On Thursday, the U.S. government asked a federal judge in Washington, D.C., to rule that Google is illegally maintaining that lead by unfairly manipulating users to rein in Microsoft and other rivals.

Google’s dominance led the U.S. Department of Justice to sue the company in 2020, saying this was the case violate antitrust law by using exclusionary agreements to maintain a monopoly. The two sides went into a secret trial Late last year, before U.S. Judge Amit Mehta spent nearly five months digesting the evidence.

Mehta heard closing arguments on Thursday, with prosecutors arguing that without his intervention, Google’s dominance would continue for years to come –despite emerging threats from AI chatbots like ChatGPT. “The search engine industry has so far been immune to the entry of any competition,” said lawyer Kenneth Dintzer.

The case is the first of a handful of lawsuits the government has brought against the largest technology companies since it tightened antitrust scrutiny of the industry in 2019 under then-President Donald Trump. The Biden administration didn’t let off the gas.

This is at the heart of the government’s case against Google over $20 billion It says that Google pays Apple annually to be the default search engine on iPhones and the Safari browser in much of the world. According to the government, Google is also paying more than $1.5 billion a year to wireless carriers and device makers and more than $150 million to browsers for similar outages in the United States. Google can afford to pay these amounts and still make huge profits because it has cornered the U.S. search and search advertising market, the government claims.
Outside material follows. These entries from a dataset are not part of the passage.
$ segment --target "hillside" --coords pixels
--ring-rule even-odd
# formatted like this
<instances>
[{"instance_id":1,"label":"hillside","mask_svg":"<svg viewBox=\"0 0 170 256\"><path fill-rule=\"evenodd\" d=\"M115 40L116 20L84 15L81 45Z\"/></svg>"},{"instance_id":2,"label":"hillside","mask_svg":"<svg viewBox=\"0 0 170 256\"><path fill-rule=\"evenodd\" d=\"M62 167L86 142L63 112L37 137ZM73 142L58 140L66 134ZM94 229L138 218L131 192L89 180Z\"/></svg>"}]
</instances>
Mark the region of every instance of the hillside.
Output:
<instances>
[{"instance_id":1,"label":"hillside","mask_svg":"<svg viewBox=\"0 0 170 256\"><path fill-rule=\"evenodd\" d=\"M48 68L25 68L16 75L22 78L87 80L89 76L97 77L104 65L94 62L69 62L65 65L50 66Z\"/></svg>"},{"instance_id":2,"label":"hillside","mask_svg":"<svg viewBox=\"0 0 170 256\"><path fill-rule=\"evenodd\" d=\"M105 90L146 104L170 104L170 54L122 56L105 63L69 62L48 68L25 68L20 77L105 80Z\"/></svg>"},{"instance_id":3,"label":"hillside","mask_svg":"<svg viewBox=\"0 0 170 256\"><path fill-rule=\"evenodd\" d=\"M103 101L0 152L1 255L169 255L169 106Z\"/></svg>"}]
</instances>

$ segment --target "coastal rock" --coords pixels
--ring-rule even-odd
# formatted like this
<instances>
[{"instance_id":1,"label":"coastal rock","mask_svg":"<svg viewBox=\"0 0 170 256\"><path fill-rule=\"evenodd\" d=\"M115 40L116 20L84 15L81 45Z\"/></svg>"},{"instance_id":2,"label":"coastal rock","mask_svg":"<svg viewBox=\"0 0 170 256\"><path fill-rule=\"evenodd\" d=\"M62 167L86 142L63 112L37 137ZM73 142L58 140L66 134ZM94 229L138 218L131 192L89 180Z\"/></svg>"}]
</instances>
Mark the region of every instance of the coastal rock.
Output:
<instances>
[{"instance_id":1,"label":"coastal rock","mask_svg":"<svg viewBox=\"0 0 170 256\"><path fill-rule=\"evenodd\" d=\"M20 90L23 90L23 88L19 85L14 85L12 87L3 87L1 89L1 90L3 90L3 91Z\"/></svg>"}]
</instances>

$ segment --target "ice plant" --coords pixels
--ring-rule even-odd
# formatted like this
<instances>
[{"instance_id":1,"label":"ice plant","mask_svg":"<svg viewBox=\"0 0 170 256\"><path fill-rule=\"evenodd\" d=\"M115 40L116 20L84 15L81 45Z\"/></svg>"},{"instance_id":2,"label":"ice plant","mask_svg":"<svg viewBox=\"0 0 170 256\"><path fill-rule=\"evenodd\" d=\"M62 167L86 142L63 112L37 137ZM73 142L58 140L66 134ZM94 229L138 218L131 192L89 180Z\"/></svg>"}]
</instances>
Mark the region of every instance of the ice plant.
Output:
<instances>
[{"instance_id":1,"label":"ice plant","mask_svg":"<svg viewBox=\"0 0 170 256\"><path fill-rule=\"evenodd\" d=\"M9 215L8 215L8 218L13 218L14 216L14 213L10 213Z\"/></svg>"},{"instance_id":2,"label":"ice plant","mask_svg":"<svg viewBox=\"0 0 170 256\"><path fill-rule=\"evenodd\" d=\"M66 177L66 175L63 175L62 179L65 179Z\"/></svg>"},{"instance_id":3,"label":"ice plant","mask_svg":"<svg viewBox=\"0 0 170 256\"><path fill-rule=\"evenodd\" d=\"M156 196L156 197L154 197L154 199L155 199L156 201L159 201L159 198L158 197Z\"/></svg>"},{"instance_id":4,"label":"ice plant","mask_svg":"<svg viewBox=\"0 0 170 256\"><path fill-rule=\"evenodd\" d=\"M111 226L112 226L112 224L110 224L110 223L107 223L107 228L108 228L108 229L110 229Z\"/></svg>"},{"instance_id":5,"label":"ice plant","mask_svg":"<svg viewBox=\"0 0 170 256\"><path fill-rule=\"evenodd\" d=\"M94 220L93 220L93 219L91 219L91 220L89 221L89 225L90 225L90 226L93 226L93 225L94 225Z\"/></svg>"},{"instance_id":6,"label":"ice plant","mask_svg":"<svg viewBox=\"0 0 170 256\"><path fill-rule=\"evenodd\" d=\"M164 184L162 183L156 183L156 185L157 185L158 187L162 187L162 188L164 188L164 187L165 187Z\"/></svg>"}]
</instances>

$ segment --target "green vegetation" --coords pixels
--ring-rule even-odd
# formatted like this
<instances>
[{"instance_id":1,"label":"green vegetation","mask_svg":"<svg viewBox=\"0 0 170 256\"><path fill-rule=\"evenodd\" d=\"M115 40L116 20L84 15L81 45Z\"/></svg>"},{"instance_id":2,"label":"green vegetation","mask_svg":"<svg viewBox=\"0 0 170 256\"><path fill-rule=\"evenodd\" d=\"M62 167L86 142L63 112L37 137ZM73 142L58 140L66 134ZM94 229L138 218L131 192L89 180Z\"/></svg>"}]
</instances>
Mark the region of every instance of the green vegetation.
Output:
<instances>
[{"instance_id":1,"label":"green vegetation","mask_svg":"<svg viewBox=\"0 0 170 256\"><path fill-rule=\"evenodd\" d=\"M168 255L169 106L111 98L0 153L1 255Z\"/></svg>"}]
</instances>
Google’s lawyers counter that companies like Apple choose Google as their default because it gives users a better experience, not just because they get paid. If browsers like Mozilla had opted for alternatives to Google, they would have lost users as a result of the change, the search company argues. “Google has lawfully appropriated what the government describes as monopoly power and scale,” attorney John Schmidtlein told Mehta. “Microsoft missed the boat.” Mehta now faces the question of whether Google has unfairly earned its popularity.

Increase in profits

The contracts between Google and Apple date back to 2002, when the Safari developer was first given the opportunity to integrate Google Search into the browser, according to court documents. The payments began after Google co-founder Sergey Brin floated the idea in 2005 of sharing some of the company’s growing search revenue or “helping Apple in other ways,” Brin wrote, according to court documents.

But in a deal struck this year, Google got something in return for agreeing to pay Apple half of its revenue: Google Search would be set as the default in Safari. The requirement has expanded to include more Apple services in recent years, while the revenue share and associated incentive fees have fluctuated.